In this particular case, however, equity must intervene. Until this decision was rendered, the law in this area was unsettled, and this court had not ruled regarding the meaning of "timely" as that term is used in new section 502(b) (9). Thus, the creditor could not have known for certain that it would in fact have had to have filed a proof of claim by the deadline determined by this decision. It cannot, under the circumstances, be penalized for being late. Thus, the motion to allow late claim will, in this case, be granted, though with the cautionary note that, with the entry of this decision, any further such requests would have to be denied (save and except for those rare circumstances in which due process concerns intervene).



[1] Typically, plans will provide that unsecured creditors will be paid whatever percentage results from application of the plan payments to the total of unsecured claims ultimately filed. The recommendation concerning claims thus serves as an integral part of the plan process.

[2] Secured creditors do not have standing to seek modification of plans. See 11 U.S.C. § 1329. Trustees have standing, but certainly have no specific duty to any particular creditor to seek modification on their behalf. A trustee might nonetheless request modification to avoid inconsistencies between the plan and the allowed filed claim (and to avoid potential liability for permitting those inconsistencies to persist).

[3] One can see the beginnings of real mischief here. If the rule were that the trustee in receipt of a filed claim from a secured creditor, filed late in the case, were obligated to dismiss upon the receipt of such a claim to the extent that it varied from the terms of the plan, then secured creditors would happily employ such filings expressly to trigger dismissals.

[4] If the plan makes no provision for the secured creditor, and the plan fails to revest the property in the debtor upon confirmation (i.e., keeps all property in the estate for the duration of the case), then the secured creditor could be subject to the automatic stay for years, without payment. Such a creditor could justifiably maintain that it is not "adequately protected." 11 U.S.C. § 362(d) (1).

[5] It also confirms that a secured creditor cannot simply absent itself from the bankruptcy process in chapter 13, then hope to obtain easy relief from the automatic stay after confirmation. Such a creditor could hardly maintain that cause existed for relief from stay where the debtor had made provision for the creditor in the plan and only the creditor's refusal to file a claim prevented it from receiving the adequate protection that had been offered.
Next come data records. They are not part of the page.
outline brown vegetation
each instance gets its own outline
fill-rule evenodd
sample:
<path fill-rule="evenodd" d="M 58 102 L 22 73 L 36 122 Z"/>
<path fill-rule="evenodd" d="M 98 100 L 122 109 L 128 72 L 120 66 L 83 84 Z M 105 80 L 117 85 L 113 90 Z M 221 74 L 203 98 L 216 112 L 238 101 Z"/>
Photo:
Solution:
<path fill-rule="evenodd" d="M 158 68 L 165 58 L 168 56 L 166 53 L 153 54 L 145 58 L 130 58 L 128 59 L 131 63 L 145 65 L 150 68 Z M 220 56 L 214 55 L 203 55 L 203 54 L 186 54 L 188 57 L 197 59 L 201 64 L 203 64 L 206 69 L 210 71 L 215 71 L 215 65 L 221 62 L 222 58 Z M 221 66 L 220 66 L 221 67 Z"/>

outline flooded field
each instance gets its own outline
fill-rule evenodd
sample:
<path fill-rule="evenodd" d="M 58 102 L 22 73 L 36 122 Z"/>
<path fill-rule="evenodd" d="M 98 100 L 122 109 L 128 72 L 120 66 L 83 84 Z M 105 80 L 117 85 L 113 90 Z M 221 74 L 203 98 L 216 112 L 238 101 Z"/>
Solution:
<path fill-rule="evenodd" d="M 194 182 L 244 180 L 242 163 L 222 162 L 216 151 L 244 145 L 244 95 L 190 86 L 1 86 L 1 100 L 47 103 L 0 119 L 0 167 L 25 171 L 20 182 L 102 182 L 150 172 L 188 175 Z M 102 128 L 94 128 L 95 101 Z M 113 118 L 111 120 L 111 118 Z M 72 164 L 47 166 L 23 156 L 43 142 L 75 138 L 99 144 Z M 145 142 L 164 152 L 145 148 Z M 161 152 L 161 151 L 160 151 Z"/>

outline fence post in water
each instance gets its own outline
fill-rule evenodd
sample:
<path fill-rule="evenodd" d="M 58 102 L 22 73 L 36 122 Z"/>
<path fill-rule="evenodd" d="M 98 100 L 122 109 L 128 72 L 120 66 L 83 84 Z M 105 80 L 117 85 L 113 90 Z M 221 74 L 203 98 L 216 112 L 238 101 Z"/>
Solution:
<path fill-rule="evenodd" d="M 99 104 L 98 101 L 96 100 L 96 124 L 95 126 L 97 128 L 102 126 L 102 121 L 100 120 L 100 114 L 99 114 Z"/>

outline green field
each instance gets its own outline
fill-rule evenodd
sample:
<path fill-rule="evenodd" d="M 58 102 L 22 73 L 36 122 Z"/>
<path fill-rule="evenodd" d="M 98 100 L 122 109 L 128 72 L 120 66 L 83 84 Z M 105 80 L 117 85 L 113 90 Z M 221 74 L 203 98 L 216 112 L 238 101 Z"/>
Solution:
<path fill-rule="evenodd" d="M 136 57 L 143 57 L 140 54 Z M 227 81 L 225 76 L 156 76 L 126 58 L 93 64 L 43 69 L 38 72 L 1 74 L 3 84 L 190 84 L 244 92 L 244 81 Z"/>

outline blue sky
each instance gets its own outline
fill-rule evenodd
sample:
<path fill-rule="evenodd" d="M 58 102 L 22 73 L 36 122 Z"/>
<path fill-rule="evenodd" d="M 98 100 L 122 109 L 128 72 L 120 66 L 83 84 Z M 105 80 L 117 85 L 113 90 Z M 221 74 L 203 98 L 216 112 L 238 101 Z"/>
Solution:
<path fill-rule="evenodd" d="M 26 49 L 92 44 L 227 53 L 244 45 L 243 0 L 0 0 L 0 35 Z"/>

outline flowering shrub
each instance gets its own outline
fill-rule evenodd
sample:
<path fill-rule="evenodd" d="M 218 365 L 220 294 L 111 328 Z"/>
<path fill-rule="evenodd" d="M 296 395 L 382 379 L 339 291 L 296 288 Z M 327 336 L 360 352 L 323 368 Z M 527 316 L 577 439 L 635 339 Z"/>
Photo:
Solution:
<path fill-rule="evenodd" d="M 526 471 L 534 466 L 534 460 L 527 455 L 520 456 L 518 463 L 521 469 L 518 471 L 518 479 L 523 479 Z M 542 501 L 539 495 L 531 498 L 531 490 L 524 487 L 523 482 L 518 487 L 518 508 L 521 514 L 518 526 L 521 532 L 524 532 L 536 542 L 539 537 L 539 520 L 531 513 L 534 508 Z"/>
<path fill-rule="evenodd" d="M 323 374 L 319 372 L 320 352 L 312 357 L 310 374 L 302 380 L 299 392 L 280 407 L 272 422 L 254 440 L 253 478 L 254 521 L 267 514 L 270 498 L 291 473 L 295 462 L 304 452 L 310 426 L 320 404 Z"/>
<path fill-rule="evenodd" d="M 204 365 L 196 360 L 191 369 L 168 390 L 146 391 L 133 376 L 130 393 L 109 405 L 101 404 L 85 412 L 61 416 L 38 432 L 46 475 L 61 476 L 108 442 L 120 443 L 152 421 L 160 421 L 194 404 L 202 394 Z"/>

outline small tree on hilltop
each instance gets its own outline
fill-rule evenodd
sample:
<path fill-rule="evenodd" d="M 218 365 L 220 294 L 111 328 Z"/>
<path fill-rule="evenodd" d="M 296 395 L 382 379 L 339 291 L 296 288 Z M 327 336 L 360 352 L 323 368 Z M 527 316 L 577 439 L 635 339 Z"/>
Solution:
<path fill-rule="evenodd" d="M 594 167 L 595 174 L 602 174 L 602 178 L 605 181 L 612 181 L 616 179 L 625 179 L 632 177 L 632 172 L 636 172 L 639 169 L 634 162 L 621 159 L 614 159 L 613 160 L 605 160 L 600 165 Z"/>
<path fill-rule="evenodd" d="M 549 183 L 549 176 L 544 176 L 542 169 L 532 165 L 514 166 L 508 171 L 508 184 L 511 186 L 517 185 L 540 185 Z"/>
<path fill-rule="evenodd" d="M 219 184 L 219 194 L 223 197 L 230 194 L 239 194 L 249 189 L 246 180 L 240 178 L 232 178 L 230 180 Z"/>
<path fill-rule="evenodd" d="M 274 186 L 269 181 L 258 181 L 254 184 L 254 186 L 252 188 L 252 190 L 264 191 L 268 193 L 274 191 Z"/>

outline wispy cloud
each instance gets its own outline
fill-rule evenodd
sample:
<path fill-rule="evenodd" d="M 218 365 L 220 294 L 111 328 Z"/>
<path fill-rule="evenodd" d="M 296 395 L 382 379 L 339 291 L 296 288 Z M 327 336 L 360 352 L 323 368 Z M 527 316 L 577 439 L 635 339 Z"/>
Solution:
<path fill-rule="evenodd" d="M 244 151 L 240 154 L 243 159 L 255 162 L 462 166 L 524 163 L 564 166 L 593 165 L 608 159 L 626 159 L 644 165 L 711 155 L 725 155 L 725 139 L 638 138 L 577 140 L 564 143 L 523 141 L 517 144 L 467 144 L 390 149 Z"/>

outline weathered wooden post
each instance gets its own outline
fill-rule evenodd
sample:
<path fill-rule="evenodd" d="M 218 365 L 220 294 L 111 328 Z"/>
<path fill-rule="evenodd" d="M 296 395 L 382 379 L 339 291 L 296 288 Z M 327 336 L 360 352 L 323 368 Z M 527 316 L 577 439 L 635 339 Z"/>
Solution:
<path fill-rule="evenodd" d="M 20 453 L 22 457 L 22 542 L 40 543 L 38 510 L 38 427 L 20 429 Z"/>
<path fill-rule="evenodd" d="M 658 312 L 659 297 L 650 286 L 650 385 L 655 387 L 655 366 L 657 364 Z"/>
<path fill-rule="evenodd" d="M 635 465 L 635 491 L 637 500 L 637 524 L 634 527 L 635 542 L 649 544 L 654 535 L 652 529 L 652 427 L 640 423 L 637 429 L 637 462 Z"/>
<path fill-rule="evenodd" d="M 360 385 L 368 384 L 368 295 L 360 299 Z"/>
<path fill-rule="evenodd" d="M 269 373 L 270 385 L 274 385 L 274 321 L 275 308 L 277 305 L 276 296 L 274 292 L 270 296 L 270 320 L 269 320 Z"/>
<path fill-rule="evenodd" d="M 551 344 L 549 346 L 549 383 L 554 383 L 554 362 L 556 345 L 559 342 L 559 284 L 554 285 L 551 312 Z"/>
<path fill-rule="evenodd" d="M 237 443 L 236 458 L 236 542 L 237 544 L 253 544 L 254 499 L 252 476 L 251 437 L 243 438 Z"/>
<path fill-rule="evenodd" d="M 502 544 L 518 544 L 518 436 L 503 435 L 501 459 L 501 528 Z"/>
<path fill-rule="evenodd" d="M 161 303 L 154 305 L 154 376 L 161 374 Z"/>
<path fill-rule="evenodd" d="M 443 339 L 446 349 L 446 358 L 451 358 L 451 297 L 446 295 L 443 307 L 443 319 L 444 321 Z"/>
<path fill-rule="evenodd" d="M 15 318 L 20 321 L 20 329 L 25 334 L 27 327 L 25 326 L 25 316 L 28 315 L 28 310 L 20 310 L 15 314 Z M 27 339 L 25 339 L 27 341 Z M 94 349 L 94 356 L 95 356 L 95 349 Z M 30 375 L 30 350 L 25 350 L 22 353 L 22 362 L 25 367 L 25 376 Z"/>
[6] Interestingly enough, the Fifth Circuit presumed that the bar date for filing unsecured claims set out in Rule 3002 ought to apply as well to secured claims. See Matter of Simmons, 765 F.2d, at 551. That is the same date as the date the court here adopts in this decision.

[7] Actually, a trustee cannot vary from the terms of a confirmed plan. If the trustee receives a claim at variance with the provisions of the plan, the trustee can (and in this division routinely does) move to modify the plan to account for the claim as filed (or as ultimately allowed, if it draws an objection). This keeps the trustee from being caught in a Hobson's choice.